Some people stay permanently, or as long as our lives last. These people are the ones who truly understand themselves, and more often than not they click very well with you. I’ve been fortunate to have several of these types of people over the years. While their goals and dreams may not correctly line up with mine, I know that I will still be friends with them 20 years from now. We may not always talk, but we never let any issues be the reason for not communicating.
Let’s say you meet someone new tomorrow and have had trouble finding the words to say to keep the conversation going. Maybe you find them outrageously attractive, or perhaps you’d like their advice. Either way, there is an art to each discussion. As I say this, I have “failed” hundreds of conversations throughout my life. However, I have learned a lot and would say that I am doing reasonably well at talking to people. I still have a lot more to learn.

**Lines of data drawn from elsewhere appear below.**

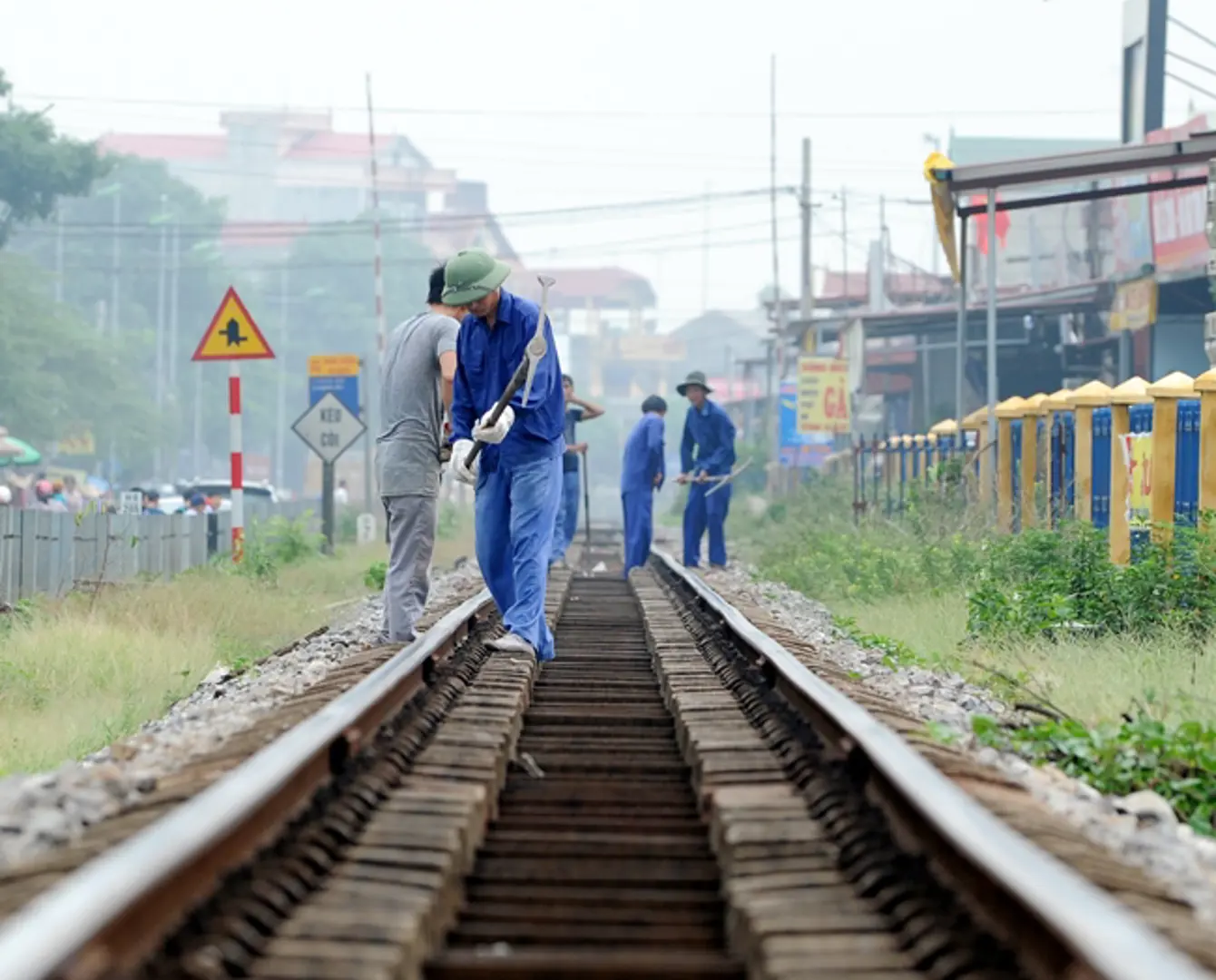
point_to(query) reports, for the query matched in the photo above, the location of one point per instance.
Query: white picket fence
(53, 554)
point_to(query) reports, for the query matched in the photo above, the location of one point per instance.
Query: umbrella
(25, 454)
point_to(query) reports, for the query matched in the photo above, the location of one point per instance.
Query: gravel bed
(47, 810)
(1141, 828)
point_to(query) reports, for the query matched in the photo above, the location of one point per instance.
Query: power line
(1191, 31)
(429, 260)
(583, 113)
(440, 221)
(1198, 64)
(1199, 89)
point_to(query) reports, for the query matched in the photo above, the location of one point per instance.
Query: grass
(74, 681)
(81, 672)
(1091, 680)
(1119, 661)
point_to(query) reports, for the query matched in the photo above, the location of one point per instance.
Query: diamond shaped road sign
(329, 428)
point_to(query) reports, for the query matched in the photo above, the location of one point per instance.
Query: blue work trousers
(704, 512)
(639, 506)
(515, 512)
(567, 523)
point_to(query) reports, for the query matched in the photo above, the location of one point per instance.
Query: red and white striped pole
(237, 461)
(372, 376)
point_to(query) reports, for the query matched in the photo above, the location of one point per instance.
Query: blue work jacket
(643, 455)
(485, 358)
(709, 432)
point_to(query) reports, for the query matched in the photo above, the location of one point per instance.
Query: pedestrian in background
(642, 472)
(518, 475)
(416, 389)
(705, 451)
(567, 524)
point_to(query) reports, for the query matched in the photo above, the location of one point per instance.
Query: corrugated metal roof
(966, 151)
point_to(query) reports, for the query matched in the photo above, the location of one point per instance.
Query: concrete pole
(991, 311)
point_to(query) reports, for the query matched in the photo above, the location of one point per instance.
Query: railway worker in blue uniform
(705, 451)
(641, 473)
(518, 475)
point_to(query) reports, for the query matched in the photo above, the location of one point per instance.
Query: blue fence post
(1100, 512)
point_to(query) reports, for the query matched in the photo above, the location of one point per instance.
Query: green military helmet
(472, 275)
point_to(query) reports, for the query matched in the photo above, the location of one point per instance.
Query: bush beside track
(1113, 662)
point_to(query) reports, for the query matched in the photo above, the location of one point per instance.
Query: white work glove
(461, 447)
(494, 435)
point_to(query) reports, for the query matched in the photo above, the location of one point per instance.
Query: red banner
(1180, 237)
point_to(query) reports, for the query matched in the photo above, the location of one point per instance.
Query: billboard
(797, 449)
(822, 396)
(1180, 215)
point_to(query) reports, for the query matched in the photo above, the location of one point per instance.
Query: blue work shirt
(485, 358)
(643, 455)
(711, 433)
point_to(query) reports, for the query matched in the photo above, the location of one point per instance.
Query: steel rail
(118, 907)
(1084, 923)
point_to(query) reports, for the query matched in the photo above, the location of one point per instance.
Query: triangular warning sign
(232, 335)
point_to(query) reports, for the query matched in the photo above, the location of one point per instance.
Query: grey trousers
(411, 541)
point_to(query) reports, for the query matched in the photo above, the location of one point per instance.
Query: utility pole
(371, 372)
(779, 305)
(704, 254)
(161, 297)
(281, 414)
(882, 249)
(174, 305)
(58, 254)
(115, 263)
(844, 245)
(807, 307)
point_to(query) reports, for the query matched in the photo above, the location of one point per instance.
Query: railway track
(675, 795)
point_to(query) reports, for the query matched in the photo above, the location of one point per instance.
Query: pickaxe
(725, 479)
(537, 347)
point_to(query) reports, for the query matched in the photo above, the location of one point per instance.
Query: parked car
(254, 494)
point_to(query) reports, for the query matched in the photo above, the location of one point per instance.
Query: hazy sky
(558, 103)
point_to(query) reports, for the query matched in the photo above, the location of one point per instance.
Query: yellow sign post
(1134, 305)
(822, 396)
(332, 365)
(943, 208)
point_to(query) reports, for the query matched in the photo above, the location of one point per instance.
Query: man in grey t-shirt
(416, 389)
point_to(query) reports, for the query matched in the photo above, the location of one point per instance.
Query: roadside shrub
(276, 543)
(375, 575)
(1177, 761)
(1044, 583)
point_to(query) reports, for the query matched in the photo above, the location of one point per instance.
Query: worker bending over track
(518, 475)
(416, 389)
(709, 431)
(641, 473)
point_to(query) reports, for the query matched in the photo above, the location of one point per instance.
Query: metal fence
(53, 554)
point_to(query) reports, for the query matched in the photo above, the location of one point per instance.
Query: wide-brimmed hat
(694, 377)
(472, 275)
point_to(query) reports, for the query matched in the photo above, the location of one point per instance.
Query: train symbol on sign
(232, 333)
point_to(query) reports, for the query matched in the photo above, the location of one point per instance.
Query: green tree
(38, 167)
(56, 371)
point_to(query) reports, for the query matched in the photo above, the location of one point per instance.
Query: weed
(375, 575)
(1177, 761)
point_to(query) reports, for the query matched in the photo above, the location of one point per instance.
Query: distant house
(281, 172)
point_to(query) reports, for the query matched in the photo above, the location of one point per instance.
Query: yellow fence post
(976, 422)
(1055, 404)
(1205, 385)
(1005, 412)
(1084, 399)
(1131, 392)
(1165, 396)
(1031, 471)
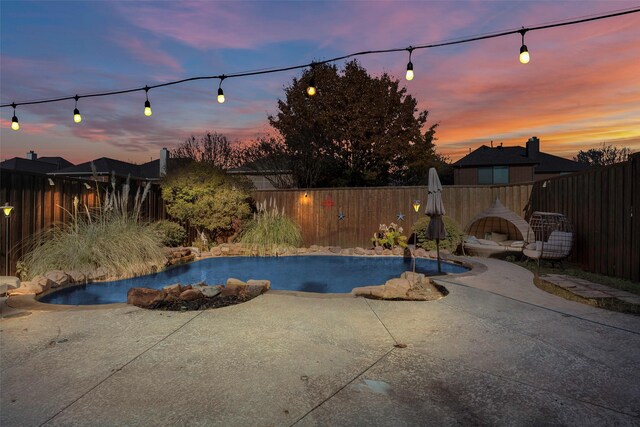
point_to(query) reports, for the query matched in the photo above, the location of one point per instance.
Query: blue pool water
(323, 274)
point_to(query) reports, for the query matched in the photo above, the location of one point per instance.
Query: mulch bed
(199, 304)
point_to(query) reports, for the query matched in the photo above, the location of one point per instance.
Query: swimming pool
(321, 274)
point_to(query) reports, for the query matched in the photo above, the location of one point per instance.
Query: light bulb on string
(14, 120)
(76, 113)
(524, 52)
(311, 86)
(220, 91)
(147, 104)
(409, 75)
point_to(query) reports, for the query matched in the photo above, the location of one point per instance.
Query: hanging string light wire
(336, 59)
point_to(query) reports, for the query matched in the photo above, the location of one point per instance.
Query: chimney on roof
(533, 148)
(164, 157)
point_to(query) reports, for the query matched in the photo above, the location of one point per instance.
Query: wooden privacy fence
(365, 209)
(604, 206)
(38, 205)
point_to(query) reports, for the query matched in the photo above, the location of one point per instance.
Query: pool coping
(31, 301)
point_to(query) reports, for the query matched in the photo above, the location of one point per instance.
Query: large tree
(357, 130)
(607, 155)
(211, 148)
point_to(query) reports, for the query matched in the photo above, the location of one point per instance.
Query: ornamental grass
(270, 231)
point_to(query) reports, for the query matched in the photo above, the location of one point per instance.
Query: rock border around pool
(199, 296)
(58, 279)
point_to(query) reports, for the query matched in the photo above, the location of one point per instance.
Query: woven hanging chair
(498, 219)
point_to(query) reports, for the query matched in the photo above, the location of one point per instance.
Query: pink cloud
(151, 54)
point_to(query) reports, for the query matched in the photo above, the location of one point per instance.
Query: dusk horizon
(579, 90)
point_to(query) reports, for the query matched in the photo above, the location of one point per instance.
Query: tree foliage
(358, 130)
(206, 198)
(211, 148)
(607, 155)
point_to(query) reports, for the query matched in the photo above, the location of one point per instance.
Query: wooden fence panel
(365, 209)
(604, 206)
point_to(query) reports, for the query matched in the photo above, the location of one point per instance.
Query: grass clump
(110, 237)
(270, 231)
(450, 243)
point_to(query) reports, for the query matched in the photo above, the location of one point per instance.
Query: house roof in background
(507, 156)
(106, 165)
(43, 165)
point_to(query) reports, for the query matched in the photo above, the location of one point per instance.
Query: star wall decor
(328, 203)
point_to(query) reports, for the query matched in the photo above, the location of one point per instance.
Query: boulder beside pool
(198, 296)
(409, 287)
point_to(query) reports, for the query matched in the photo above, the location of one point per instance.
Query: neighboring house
(33, 164)
(104, 167)
(511, 165)
(265, 175)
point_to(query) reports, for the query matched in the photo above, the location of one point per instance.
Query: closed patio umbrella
(435, 210)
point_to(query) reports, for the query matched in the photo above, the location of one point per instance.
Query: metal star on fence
(328, 203)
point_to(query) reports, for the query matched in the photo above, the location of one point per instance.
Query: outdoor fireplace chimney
(164, 157)
(533, 148)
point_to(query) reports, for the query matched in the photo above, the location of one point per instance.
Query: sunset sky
(580, 89)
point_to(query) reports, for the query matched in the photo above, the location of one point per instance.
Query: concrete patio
(495, 351)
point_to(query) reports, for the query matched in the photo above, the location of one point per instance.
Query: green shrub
(209, 199)
(389, 237)
(270, 230)
(171, 233)
(451, 242)
(109, 237)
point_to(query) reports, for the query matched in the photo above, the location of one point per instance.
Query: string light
(409, 74)
(311, 88)
(76, 113)
(147, 104)
(14, 120)
(220, 91)
(524, 52)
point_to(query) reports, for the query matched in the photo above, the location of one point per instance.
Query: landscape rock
(10, 282)
(257, 287)
(194, 250)
(175, 289)
(26, 288)
(57, 277)
(420, 253)
(402, 289)
(211, 291)
(234, 289)
(99, 273)
(42, 281)
(191, 294)
(144, 297)
(77, 276)
(397, 251)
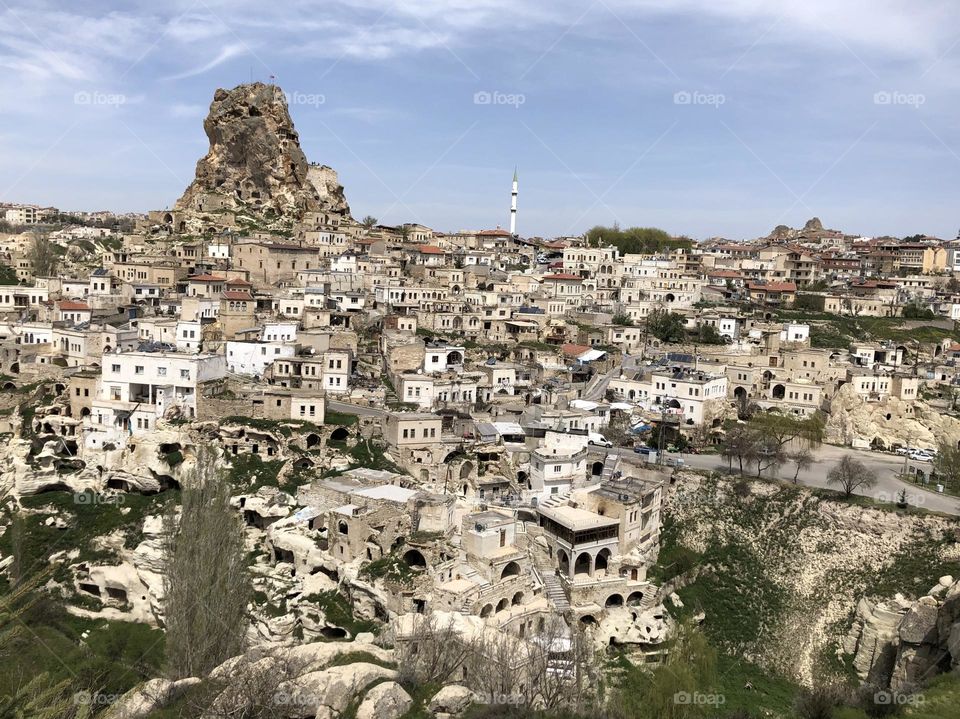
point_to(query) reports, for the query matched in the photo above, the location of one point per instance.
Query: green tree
(679, 688)
(666, 326)
(206, 579)
(635, 240)
(851, 474)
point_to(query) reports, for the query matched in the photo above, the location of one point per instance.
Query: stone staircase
(554, 592)
(474, 576)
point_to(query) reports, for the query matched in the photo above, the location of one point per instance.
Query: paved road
(886, 467)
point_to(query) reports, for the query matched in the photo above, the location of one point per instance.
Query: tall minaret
(513, 204)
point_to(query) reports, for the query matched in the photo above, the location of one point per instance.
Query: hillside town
(472, 428)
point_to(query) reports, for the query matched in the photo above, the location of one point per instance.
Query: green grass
(336, 608)
(114, 657)
(87, 515)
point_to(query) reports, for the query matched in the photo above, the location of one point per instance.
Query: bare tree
(768, 454)
(802, 458)
(850, 475)
(740, 444)
(206, 579)
(432, 652)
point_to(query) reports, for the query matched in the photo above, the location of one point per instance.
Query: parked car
(597, 439)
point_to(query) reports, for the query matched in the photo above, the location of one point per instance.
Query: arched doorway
(614, 600)
(414, 559)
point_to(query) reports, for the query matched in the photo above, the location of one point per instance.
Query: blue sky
(704, 118)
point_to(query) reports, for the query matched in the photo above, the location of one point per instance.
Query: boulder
(149, 697)
(385, 701)
(332, 690)
(452, 700)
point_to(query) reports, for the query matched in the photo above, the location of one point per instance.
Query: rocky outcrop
(901, 644)
(453, 700)
(255, 172)
(385, 701)
(149, 697)
(889, 422)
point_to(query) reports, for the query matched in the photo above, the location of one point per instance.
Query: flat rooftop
(576, 518)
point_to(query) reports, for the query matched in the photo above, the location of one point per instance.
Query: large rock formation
(900, 644)
(887, 423)
(255, 174)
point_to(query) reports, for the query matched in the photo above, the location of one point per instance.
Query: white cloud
(228, 52)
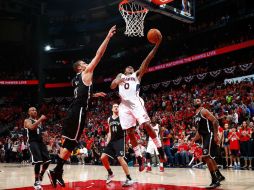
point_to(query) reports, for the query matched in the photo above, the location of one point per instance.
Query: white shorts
(132, 111)
(151, 148)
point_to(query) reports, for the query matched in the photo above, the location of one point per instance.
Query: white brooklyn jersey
(130, 88)
(157, 130)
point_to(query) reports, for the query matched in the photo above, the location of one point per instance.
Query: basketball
(154, 35)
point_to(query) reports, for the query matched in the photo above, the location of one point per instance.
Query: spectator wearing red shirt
(245, 135)
(225, 143)
(182, 152)
(166, 136)
(234, 146)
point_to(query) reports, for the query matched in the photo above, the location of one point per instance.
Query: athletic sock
(110, 171)
(128, 177)
(59, 165)
(157, 142)
(137, 151)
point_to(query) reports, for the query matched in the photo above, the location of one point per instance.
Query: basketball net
(134, 16)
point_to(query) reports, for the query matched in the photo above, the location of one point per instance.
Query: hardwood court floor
(14, 176)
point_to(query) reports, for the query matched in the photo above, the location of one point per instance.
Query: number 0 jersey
(36, 134)
(116, 129)
(130, 88)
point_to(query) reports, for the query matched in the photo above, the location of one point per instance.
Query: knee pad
(131, 131)
(69, 144)
(148, 156)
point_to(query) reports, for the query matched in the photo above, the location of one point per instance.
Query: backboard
(183, 10)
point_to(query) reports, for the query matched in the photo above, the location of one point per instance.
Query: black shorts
(209, 146)
(74, 123)
(115, 149)
(235, 152)
(39, 152)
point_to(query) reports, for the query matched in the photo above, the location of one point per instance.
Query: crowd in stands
(232, 104)
(19, 75)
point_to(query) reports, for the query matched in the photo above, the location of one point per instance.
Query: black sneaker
(141, 163)
(213, 185)
(56, 177)
(40, 178)
(37, 185)
(52, 177)
(162, 155)
(221, 178)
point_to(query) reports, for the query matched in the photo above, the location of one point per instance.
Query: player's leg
(72, 130)
(127, 121)
(148, 161)
(108, 152)
(119, 149)
(36, 161)
(141, 115)
(209, 149)
(46, 160)
(136, 148)
(161, 163)
(149, 129)
(125, 167)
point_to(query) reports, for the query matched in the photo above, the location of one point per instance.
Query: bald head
(197, 103)
(79, 66)
(32, 112)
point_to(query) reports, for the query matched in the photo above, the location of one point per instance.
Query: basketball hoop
(134, 16)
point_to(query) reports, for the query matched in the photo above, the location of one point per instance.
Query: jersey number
(114, 128)
(126, 86)
(75, 92)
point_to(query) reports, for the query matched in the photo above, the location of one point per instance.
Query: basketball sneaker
(56, 177)
(162, 155)
(148, 168)
(214, 184)
(219, 176)
(141, 163)
(127, 183)
(37, 185)
(109, 178)
(161, 169)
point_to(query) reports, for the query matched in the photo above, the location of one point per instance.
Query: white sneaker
(128, 183)
(37, 185)
(109, 178)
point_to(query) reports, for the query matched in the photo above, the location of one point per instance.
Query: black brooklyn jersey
(36, 134)
(116, 129)
(82, 92)
(203, 125)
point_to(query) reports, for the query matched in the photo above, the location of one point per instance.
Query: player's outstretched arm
(116, 81)
(208, 115)
(28, 124)
(143, 68)
(99, 94)
(100, 52)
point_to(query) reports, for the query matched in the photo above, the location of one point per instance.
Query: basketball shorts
(131, 111)
(151, 148)
(209, 146)
(39, 152)
(74, 123)
(115, 149)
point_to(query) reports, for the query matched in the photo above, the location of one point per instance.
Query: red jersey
(244, 134)
(166, 141)
(183, 147)
(234, 142)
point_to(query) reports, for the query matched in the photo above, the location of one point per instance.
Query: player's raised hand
(112, 31)
(99, 94)
(43, 117)
(119, 81)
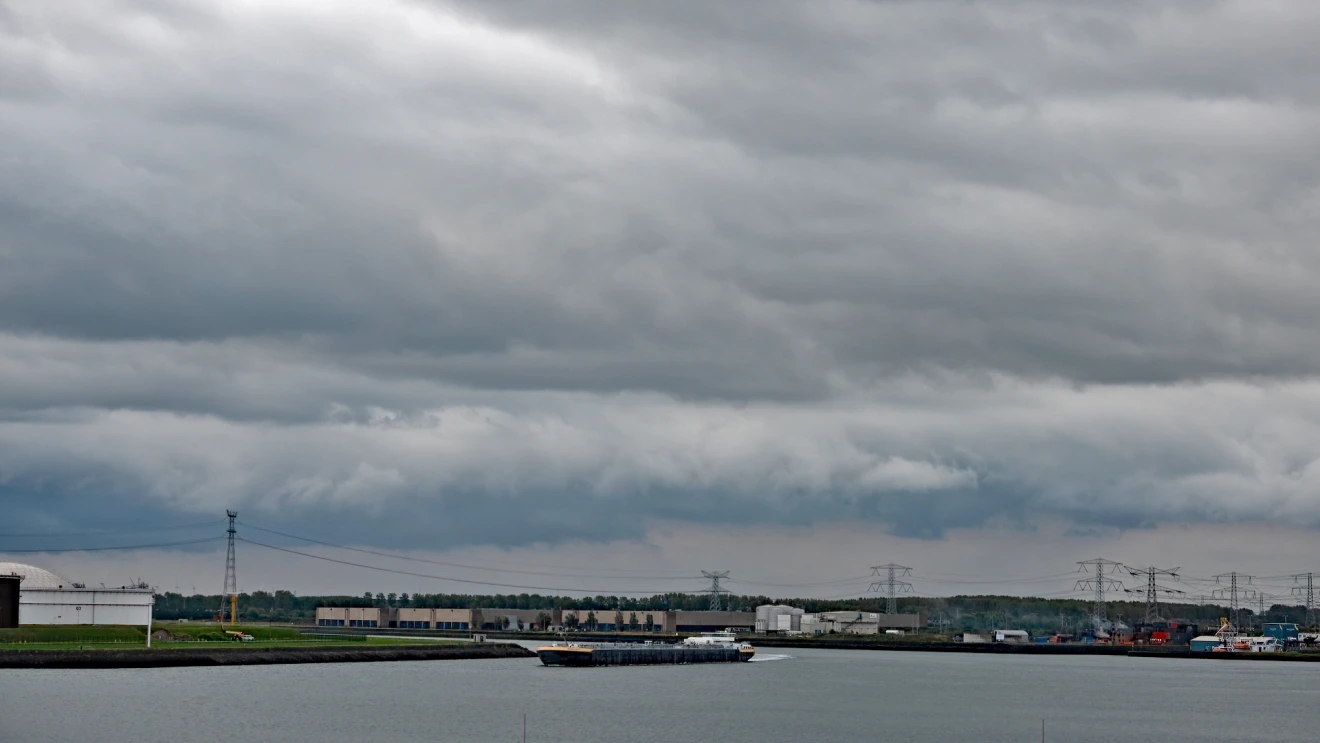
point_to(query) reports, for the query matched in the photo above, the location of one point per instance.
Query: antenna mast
(231, 578)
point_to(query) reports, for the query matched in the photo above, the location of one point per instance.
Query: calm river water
(815, 696)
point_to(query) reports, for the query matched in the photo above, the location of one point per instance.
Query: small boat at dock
(710, 647)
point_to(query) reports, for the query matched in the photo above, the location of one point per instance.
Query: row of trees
(951, 614)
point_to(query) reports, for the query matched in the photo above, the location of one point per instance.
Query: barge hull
(640, 656)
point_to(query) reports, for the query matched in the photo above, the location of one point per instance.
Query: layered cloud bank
(503, 272)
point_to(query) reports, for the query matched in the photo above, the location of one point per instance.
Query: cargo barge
(718, 647)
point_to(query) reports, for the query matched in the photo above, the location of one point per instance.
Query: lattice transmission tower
(1259, 611)
(1153, 590)
(231, 577)
(1233, 593)
(1308, 590)
(891, 585)
(1100, 582)
(716, 590)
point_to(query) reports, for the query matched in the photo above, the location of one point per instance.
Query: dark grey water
(816, 696)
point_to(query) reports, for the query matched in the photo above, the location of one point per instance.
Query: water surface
(813, 696)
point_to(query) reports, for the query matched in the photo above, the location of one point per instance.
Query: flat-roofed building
(358, 616)
(859, 622)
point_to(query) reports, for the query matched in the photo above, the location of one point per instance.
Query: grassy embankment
(181, 635)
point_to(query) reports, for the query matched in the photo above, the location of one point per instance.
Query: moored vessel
(713, 647)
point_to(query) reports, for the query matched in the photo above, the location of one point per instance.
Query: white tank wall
(42, 606)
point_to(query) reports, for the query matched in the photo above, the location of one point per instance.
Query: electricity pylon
(1310, 591)
(716, 591)
(1100, 581)
(1153, 589)
(1233, 593)
(231, 578)
(891, 585)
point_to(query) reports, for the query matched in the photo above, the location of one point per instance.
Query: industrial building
(779, 619)
(46, 598)
(543, 619)
(859, 622)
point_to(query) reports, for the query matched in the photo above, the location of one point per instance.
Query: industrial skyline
(1100, 577)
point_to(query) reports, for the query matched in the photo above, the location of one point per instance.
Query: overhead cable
(108, 548)
(396, 556)
(613, 591)
(112, 532)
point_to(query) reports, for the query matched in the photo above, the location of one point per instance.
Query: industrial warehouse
(553, 619)
(34, 595)
(766, 619)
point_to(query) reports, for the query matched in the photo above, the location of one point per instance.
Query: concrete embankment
(998, 648)
(1031, 648)
(173, 657)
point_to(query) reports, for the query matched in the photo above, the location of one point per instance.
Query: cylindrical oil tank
(9, 601)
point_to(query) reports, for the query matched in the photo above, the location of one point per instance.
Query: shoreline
(1036, 649)
(182, 657)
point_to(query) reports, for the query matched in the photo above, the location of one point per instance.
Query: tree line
(948, 614)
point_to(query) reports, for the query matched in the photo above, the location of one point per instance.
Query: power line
(1233, 593)
(445, 564)
(1153, 589)
(891, 583)
(112, 532)
(231, 574)
(841, 581)
(621, 572)
(161, 545)
(445, 577)
(1310, 591)
(1100, 582)
(716, 591)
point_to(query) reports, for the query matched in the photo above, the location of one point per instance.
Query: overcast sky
(775, 287)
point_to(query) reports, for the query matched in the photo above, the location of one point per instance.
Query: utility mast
(231, 578)
(1153, 589)
(1310, 591)
(1259, 611)
(1233, 591)
(891, 583)
(714, 590)
(1100, 581)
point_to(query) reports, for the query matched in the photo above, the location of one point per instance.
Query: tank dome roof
(34, 577)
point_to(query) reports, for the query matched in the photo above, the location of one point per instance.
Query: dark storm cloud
(932, 264)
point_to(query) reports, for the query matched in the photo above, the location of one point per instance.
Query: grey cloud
(932, 264)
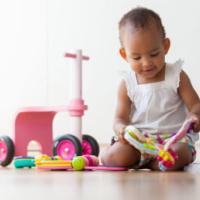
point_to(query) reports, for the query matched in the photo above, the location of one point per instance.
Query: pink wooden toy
(36, 123)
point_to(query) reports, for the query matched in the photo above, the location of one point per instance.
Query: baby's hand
(121, 136)
(196, 121)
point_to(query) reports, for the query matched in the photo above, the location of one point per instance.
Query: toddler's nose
(146, 62)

Keeping a conversation going is quite simple: people love talking about themselves. Ask questions, and eventually, they will ask you. Of course, remember the layers of privacy; don’t just jump into existential questions and ask for their deepest secrets. Take things slow, start with something basic, like “How are you feeling today?” Whatever you’re talking about, just be kind and considerate. If things are really stale, that might be a sign that it isn’t meant to work out. As you meet more and more people, recognizing this will become easier.
Life is a balance of giving and taking.
Recently, I have made some significant life changes. Some were my decision; others weren’t. The most prominent lesson I have learned is that life is about balance. A balance of conversation, a balance of emotions, a balance of sharing and receiving. Give too much, and people start to expect it and take advantage of it. Take too much, and everyone sees you as a moocher, and don’t want to associate with you. If anything, being on the end of giving too much is a far better hill to stand on.
Giving too much can be seen as kindness or desperation. Some people will see that, take as much as they can, and run. Others will be hesitant even to approach you, for they may be self-conscious about their ability to give. Giving too much and being taken advantage of can be avoided, if you know what people are looking for (you can usually see this in their eyes, or get a funny feeling), and if you forgive them in advance. They are lost internally and believe that taking blindly from others will help them in the long run. Be patient with these people, as they are who need help the most.
In a short book called The Go-Giver , there are five laws to stratospheric success. This can be understood in business terms, but any and all business comes down to good relationships. Without giving a full summary of this book, the law I would like to touch briefly on is the “law of authenticity.” “The most valuable gift you have to offer is yourself.” Practicing technique and different ways to talk is always good, but what people want is the real you.
I have been fortunate to stumble upon several people in the past few months who are not only patient with me as I realize my place in this world, but who have placed a high amount of trust and faith in my ability to help them, even when we aren’t making money. This kind of trust, relationships built not on transactions, but mutual respect and shared values, are connections that will stand the test of time. Once you stop looking for these kinds of people, they fall right into your lap.
Be the reason someone smiles today, and you never know, they might just be a life long companion.